Pancreas is one of the most challenging organs in segmentation due to its different shape, position and size in each human being. With the development of machine learning, various deep learning methods are applied to segment the pancreas among organs in the abdominal region. In this study, pancreas segmentation is performed using the U-Net model, which is one of the convolutional neural networks (CNN) models.

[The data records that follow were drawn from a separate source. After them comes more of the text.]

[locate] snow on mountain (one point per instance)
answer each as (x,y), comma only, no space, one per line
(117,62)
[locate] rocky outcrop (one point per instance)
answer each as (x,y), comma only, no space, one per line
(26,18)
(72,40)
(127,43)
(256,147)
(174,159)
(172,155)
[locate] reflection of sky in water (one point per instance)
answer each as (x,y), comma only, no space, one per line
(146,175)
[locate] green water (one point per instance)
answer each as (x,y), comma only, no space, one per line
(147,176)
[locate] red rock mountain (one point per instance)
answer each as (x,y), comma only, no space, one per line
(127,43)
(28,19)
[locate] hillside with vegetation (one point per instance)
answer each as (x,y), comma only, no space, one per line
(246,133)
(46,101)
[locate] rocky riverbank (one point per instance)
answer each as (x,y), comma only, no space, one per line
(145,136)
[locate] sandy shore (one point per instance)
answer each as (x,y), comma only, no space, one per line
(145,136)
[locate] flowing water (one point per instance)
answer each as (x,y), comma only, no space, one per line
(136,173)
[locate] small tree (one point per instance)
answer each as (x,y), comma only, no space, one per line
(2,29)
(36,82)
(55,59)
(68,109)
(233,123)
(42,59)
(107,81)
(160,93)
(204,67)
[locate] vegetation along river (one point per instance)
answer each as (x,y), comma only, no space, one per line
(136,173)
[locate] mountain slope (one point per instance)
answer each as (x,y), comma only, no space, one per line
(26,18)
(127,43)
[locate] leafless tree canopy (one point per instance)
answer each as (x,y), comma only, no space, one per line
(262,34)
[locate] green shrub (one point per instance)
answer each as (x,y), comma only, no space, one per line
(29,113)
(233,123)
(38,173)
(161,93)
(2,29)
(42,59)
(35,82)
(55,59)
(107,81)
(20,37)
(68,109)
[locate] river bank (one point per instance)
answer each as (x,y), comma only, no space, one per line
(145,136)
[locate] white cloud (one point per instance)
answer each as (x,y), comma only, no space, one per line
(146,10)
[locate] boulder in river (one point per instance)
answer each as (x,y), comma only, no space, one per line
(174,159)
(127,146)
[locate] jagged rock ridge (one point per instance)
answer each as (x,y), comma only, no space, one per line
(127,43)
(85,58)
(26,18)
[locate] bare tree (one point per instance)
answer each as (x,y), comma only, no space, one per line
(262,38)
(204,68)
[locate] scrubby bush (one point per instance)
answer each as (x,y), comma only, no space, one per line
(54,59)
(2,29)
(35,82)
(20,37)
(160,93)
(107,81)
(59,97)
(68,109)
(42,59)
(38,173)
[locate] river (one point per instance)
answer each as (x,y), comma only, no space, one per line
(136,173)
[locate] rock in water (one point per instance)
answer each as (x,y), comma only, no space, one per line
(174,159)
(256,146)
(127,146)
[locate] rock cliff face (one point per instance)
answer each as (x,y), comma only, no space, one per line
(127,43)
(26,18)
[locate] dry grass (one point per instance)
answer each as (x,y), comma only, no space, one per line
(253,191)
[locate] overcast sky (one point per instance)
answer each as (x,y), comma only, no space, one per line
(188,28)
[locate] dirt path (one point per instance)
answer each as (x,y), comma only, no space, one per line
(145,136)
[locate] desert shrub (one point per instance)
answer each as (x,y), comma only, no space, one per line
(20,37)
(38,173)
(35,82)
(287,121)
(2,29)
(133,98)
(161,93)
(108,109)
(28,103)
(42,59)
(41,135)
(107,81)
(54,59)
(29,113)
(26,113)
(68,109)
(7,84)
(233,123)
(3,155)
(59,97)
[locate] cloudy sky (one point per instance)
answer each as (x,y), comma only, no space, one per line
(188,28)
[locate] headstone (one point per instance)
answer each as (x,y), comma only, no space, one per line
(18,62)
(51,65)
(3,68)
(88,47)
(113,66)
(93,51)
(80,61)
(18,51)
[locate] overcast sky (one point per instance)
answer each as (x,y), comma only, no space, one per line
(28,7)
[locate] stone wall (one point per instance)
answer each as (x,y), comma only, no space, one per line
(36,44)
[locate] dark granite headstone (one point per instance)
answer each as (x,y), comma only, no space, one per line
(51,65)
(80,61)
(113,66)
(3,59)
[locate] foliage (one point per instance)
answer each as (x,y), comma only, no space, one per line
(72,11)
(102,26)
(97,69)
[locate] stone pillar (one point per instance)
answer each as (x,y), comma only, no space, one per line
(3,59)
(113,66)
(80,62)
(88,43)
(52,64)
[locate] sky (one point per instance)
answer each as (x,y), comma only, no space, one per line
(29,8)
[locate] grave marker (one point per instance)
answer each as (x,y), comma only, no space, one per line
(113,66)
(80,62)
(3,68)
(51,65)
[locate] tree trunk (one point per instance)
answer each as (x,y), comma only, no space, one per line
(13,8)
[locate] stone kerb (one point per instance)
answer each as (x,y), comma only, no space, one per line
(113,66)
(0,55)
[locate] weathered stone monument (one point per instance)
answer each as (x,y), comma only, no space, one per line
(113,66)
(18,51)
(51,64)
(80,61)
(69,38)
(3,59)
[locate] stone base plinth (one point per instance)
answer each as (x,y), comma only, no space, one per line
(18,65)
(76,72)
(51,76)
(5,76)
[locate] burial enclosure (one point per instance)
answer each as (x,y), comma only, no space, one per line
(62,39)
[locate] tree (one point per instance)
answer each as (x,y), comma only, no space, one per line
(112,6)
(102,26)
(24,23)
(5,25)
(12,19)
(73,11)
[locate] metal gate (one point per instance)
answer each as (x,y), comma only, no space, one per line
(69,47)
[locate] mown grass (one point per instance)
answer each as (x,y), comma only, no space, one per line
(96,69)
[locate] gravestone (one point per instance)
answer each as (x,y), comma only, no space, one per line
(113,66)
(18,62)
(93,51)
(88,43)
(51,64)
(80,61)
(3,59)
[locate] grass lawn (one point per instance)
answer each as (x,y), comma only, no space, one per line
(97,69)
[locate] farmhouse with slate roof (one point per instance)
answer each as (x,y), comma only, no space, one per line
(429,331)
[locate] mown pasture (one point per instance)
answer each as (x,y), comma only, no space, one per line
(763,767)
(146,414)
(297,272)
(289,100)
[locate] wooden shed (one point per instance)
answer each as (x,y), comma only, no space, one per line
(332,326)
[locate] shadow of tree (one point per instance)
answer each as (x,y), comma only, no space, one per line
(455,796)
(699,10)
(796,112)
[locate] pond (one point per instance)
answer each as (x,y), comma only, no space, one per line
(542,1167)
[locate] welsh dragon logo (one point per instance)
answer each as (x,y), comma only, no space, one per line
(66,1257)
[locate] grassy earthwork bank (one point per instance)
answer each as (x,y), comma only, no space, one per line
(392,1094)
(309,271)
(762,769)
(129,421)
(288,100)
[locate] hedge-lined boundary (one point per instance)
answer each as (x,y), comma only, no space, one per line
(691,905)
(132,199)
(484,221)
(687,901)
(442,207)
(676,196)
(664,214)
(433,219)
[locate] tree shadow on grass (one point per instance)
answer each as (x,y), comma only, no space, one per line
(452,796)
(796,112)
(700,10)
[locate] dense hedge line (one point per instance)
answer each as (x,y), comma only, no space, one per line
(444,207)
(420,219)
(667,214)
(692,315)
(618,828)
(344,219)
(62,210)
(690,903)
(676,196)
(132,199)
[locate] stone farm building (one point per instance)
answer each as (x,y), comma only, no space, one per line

The results of pancreas segmentation performed on the Pancreas CT data set obtained from The Cancer Imaging Archive (TCIA) database containing computed tomography images of 82 patients are presented in detail. According to the results, Dice similarity coefficient and Jaccard similarity coefficient are found to be 0.78 and 0.66, respectively.
基于U-Net模型的腹部CT图像胰腺分割
胰腺由于其形状、位置和大小的不同,是分割中最具挑战性的器官之一。随着机器学习的发展,各种深度学习方法被用于在腹部器官中分割胰腺。在本研究中,使用卷积神经网络(CNN)模型之一的U-Net模型进行胰腺分割。本文详细介绍了对来自癌症影像档案(TCIA)数据库的胰腺CT数据集(包含82例患者的计算机断层图像)进行胰腺分割的结果。根据结果,骰子相似系数和Jaccard相似系数分别为0.78和0.66。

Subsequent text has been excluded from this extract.